Wardale does a great job explain the "why" of Porta's GPSC and gives a lot of evidence that it is not The Magic Upgrade to Bring Steam Back.
I was hoping the book would be more technical, the the charts are tantalizing in what they leave out, but it is an interesting account of a mechanical engineer (Wardale) and his career focus on keeping mainline steam and what worked and what didn't work out in three different engineering cultures.
Overmod:
Any info on where to get a copy of Fry?
Paul MilenkovicAny info on where to get a copy of Fry?
https://books.google.com/books/download/A_Study_of_the_Locomotive_Boiler.pdf?id=Ez9MAAAAMAAJ&output=pdf&sig=ACfU3U0GfnFdKOOscRef_wT7q2Kc6UQ_4w
If that lunches for some reason, google Lawford Fry, "A Study of the Locomotive Boiler" and the Google Books link will be accessible from the first page of results.
Incidentally, you might appreciate some of the implicit analysis in the data accompanying Dawson's (1975) analysis of Niagara road-testing (including discussion of 5500 that is not included in the 1947 report on motive power). Note the errata listed at the end carefully as you read.

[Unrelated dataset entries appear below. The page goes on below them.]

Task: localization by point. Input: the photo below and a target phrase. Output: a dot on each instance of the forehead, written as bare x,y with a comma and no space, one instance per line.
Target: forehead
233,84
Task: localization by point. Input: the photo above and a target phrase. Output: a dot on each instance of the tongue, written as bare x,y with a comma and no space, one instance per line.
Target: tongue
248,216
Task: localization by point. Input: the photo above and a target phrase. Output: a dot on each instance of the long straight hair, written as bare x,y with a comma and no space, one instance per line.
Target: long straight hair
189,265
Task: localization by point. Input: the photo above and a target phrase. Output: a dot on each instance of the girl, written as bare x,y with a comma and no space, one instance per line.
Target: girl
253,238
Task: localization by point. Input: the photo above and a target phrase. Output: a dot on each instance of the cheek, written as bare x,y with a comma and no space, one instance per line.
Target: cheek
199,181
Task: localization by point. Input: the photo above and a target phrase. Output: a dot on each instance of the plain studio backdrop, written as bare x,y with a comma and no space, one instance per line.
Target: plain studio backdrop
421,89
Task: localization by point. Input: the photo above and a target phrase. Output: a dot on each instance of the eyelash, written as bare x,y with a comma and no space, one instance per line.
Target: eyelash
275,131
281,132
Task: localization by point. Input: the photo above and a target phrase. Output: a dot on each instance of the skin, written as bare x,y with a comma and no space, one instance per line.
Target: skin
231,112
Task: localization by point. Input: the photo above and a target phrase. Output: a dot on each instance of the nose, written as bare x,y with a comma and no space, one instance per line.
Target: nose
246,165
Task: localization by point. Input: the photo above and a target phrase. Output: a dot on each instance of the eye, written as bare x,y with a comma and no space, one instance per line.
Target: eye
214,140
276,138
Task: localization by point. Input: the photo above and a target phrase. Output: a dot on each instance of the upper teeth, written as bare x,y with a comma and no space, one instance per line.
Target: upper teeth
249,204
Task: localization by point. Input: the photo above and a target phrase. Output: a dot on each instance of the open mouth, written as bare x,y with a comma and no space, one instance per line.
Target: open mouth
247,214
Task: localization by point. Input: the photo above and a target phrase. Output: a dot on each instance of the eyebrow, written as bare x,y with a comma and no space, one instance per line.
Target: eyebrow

https://nycshs.files.wordpress.com/2014/07/roadtestingniagaras.pdf
Overmod Incidentally, you might appreciate some of the implicit analysis in the data accompanying Dawson's (1975) analysis of Niagara road-testing (including discussion of 5500 that is not included in the 1947 report on motive power). Note the errata listed at the end carefully as you read. https://nycshs.files.wordpress.com/2014/07/roadtestingniagaras.pdf
The Errata do not appear to correct any of the number in Table 4 on p 21 giving indicated and drawbar hp under the states steam flow and firing rage.
The 1500 hp spread between indicated and drawbar values suggests a speed of 70 MPG. The 4000 indicated hp suggests 2/3 of maximum power at that speed. 90 lbs/sq feet of grate firing rate is rather reasonable. How Dawson got 54.7 boiler efficiency out of 82.2 % combustion efficiency (the amount of lost coal, which seems reasonable for the firing rate given that 10% of the coal can end up in the ashpan droppings) and 80.1% absorption efficiency -- should give .822 times .801 = 66 % boiler efficiency.
Where does the los number of 52,500 lbs steam through the blast pipe come from? Is the feedwater heater really drawing off that much from 15.8 times 4000 ihp = 63200 lbs steam/hr entering the cylinders?
The boiler efficiency, to the extent that the numbers could be reconciled seems reasonable. The 15.8 lbs/ihp-hr at 2/3 power seems a tad high in relation to the 16.7 lbs/ihp-hr I quoted from Alfred Bruce's book at full power.
As to you-need-to-figure-on-drawbar-efficiency values, 3 times 2000 HP for E7's to match the peak 6000 HP is about the same weight as Niagara and tender, although maybe you don't need 3 E7s to make schedule on a trains pulled by a Niagara owing to the much higher low-end tractive effort? For comparable HP/weight and frontal area giving much of the 1500 HP spread not accounted by machinery resistance in the steam locomotive, the "loss" involved in pushing the air aside and dragging the locomotive weight is comparable?